Bridge Building

Building Instrument
Building Instrument
NORWAY HUBRO MUSIC HUBROCD 2541 (2014)

This eponymous release is the debut album by Norwegian trio Building Instrument, founded six years ago. Aside from working in other projects, the time has allowed them to hone and refine the quintessence of the band. So what do we get. Initially I thought Noah and the Whale with a Scandinavian twist. I mean this in the nicest possible way of course. The folky elements garnered through instruments (zither), the general ambience, and aligned to this Mari Kvien Brunvoll singing in her native Molde dialect. Mind you not being a Norwegian speaker I would never have guessed, and as the vocals on the first two tracks are wordless, you do have to wait for the experience.

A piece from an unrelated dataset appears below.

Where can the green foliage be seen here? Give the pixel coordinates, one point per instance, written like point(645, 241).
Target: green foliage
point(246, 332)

That they are not averse to electronic jiggery-pokery can be heard at the beginning of ‘Alt e bra’. Indeed the initial raison d’etre of the trio was to explore this field before deciding to follow a more rootsy, acoustic path. Coming out of the mists of the opener the vocals are subjected to live sampling, giving them a Mellotron type effect, which is then passed on to other elements of the track. The first outing for the dialect comes on Kanskje and shows what a beguiling voice Mari Kvien has. At times reminiscent of Bjork’s work in The Sugarcubes, this woman could be singing the telephone book for all I know, but she’s got me hooked. Soaked in Melodica and backed by drums.

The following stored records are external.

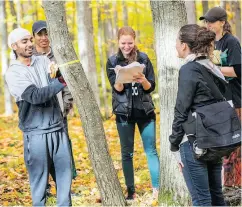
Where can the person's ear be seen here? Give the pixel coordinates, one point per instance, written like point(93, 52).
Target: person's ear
point(184, 46)
point(14, 46)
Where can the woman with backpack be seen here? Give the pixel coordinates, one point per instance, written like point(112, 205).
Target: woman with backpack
point(203, 178)
point(132, 104)
point(228, 56)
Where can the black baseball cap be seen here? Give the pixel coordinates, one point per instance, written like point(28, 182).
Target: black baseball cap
point(215, 14)
point(38, 26)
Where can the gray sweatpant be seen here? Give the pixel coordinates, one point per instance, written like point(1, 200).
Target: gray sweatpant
point(40, 152)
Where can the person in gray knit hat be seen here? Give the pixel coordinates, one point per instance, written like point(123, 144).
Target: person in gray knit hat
point(40, 119)
point(42, 47)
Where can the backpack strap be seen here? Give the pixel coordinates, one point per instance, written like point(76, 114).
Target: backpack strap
point(113, 59)
point(213, 87)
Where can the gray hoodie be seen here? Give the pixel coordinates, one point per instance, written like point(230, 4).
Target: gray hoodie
point(35, 94)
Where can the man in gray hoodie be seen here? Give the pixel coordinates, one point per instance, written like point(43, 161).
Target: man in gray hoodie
point(40, 118)
point(42, 47)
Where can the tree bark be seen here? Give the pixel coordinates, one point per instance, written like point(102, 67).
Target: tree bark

The album is a delight of colliding worlds. Fragments permeate, glimpsed through the corner of your ear. The zither in itself, by way of its relationships with its similar sounding cousins, can of course appear to add the sparkle of other cultures. Drummer Øyvind Hegg-Lunde’s draws on his studies in Gambia to provide the pulsing drums that push through ‘Bli Med’ under the organ of Åsmund Weltzien. The fifteen second descent within the same song brought to mind 1960’s Pink Floyd. Another track, ‘Mellomtida’, had me thinking of a few prog albums in which the keyboard player is given an interlude to provide a short organ piece. The last two are starting to make it sound as though we are in or close to prog territory, but that would be wrong. ‘Klokka Sju’ on its own makes you aware of the different areas that you touch upon as you traverse through the album. I had them treading on the toes of Bulgarian women and The Cure, amongst others here. Dissecting the final track ‘Språk’ might give a better idea. My notes for this start with Tolkien (I used to have an LP of Nicol Williamson reading The Hobbit in which the zither (or similar) was played like this); Bardic (something about the start has a Norse feel to it); jazz; cross between Slapp Happy and Pentangle. Somehow within 4’45” they manage to filter all this in. Just two seconds more than John Cage.

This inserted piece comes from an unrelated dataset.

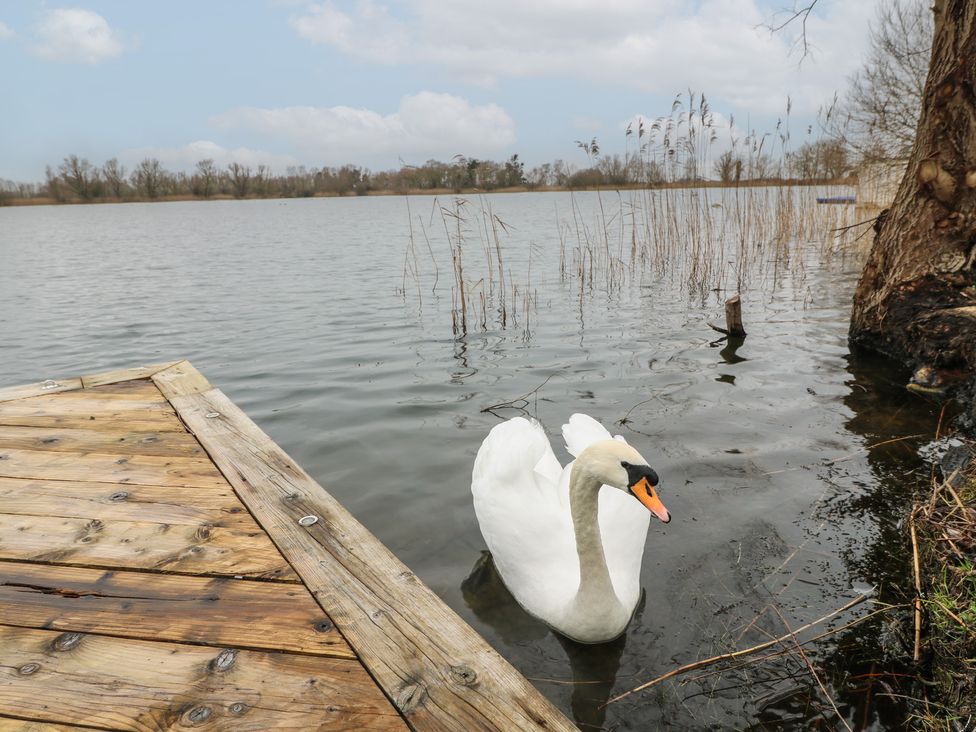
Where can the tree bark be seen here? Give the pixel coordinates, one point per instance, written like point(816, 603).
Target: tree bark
point(916, 299)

I think there is something apt in the mention of Slapp Happy. Not only does Mari Kvien Brunvoll’s vocals remind me at times of those of Dagmar Krause (however minus the sandpaper/Gauloises), but also there is that just off-centre feel to this trio which Slapp Happy had. The songs are largely built from improvisation, generating a freedom that they take full advantage of in the more folk/jazz moments. Much to my surprise the album has grown on me. There is something decidedly charming about it. If this album hasn’t been played to death on Night Waves I’m Freddy Fjord.